The idea fueling Veratect and similar companies is that blogs, online chat rooms, Twitter feeds and news media and government Web sites are full of data that public health agencies could use to respond faster to problems like outbreaks of swine flu. Veratect attracted attention in recent days by publicly posting a timeline of the outbreak and publishing short reports on Twitter, where more than 4,000 people signed up to receive updates. Veratect says it posted a report to clients on April 6 describing an unusual number of respiratory illnesses in the Mexican state of Veracruz, then sent an e-mail on April 16 to the CDC pointing to an outbreak of atypical pneumonia in Oaxaca state, after officials there issued an alert.

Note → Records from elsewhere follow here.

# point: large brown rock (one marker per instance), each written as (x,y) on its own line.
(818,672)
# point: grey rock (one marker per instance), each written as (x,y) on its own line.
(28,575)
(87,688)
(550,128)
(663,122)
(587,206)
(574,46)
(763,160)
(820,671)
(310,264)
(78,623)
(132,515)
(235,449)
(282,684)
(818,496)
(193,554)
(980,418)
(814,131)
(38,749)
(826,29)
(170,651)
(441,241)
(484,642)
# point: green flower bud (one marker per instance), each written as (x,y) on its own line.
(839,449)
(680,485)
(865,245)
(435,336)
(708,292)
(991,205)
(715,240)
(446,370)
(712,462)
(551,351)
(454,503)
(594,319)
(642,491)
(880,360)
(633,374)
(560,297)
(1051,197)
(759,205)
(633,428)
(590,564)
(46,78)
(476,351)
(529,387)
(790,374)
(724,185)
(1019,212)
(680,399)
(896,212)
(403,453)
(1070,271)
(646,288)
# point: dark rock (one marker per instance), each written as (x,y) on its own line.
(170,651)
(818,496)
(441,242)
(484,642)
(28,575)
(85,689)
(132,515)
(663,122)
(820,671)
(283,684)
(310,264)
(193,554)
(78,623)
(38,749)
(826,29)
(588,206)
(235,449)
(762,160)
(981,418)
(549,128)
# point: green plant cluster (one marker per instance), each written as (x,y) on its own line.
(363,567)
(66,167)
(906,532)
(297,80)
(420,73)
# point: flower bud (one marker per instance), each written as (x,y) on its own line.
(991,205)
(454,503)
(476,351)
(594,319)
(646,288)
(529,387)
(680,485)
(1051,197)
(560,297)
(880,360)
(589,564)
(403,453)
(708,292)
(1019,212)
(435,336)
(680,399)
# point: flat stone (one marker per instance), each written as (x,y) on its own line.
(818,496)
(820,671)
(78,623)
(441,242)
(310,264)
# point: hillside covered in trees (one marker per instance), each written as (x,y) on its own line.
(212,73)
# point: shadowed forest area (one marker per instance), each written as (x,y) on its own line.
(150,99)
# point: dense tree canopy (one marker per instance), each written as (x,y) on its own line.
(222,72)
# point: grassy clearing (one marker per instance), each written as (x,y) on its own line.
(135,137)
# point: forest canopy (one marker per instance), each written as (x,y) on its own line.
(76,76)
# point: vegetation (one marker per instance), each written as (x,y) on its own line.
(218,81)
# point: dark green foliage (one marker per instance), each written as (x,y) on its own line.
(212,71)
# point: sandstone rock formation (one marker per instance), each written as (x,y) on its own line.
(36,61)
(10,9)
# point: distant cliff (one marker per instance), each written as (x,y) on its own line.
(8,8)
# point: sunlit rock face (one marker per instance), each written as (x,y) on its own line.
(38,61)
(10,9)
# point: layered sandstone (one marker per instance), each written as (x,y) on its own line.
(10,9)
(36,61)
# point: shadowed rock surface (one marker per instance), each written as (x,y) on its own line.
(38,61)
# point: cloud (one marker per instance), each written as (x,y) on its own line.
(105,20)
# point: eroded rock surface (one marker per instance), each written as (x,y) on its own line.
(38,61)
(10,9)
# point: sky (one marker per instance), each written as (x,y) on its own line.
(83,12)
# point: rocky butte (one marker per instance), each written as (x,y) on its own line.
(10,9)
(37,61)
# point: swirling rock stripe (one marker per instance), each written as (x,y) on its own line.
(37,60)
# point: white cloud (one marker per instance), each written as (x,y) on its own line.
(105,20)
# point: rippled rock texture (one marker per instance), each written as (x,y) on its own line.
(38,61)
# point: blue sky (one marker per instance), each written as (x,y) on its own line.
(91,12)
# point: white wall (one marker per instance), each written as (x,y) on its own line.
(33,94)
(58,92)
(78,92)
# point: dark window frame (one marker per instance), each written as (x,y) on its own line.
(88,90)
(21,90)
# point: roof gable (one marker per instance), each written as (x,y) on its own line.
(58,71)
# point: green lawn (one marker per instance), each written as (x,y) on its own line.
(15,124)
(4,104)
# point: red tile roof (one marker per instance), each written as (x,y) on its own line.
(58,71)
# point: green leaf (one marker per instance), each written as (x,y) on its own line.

But skeptics question whether these companies can reliably detect meaningful signals from all the noise online or whether they are mainly good at spotting patterns in hindsight. Complicating the picture, the companies are reluctant to disclose their sources and methods. Veratect's chief executive, Robert Hart, says the company alerted clients to a potentially severe outbreak before the general public learned of swine flu. Veratect's computer systems, which troll the Web for reports that seem out of the ordinary, unearthed clues, and a team of about 30 analysts, many of them multilingual holders of public health degrees, chased down the ones that seemed most alarming.